Se ha hablado bastante también de la animación de Devilman Crybaby, llevada a cabo por el estudio Science Saru, ya que se aleja del preciosismo de algunos otros títulos de anime en Netflix (nada más lejos de Violet Evergarden…). Sin embargo, diseños de personajes (de Ayumi Kurashima) aparte, la animación en ocasiones grotesca e imposible se amolda perfectamente a la temática que aborda la serie, con movimientos muy dinámicos y con fluidos corporales por doquier.

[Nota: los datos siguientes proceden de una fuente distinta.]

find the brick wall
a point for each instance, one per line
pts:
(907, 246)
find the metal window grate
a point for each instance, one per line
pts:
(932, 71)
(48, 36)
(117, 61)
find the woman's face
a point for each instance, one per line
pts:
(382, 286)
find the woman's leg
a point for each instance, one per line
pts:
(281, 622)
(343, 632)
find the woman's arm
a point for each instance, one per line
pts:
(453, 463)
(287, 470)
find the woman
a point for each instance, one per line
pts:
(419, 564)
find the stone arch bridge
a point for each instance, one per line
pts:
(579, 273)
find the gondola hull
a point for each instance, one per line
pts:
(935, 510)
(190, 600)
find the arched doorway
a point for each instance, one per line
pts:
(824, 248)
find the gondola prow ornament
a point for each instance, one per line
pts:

En definitiva, a pesar de que Devilman Crybaby no es un título para cualquiera (sobre todo por la cantidad de gore y sexo explícito), es un anime recomendado para todo aquel que quiera ver algo distinto y con mensaje, más allá de una animación bonita. Además, estamos hablando de un título considerado de culto, referente de obras como Evangelion o Berserk, entre otros (la dualidad Ryo-Akira yo la veo en muuuuuuuuchas narraciones niponas más o menos conocidas).

Al final, a pesar de que la humanidad pueda llegar a ser capaz de lo peor, de que al menor instinto nos volvamos violentos e irracionales, siempre habrá una diminuta luz de esperanza, de altruismo, de amor al prójimo y hacia uno mismo. De eso también habla Devilman Crybaby.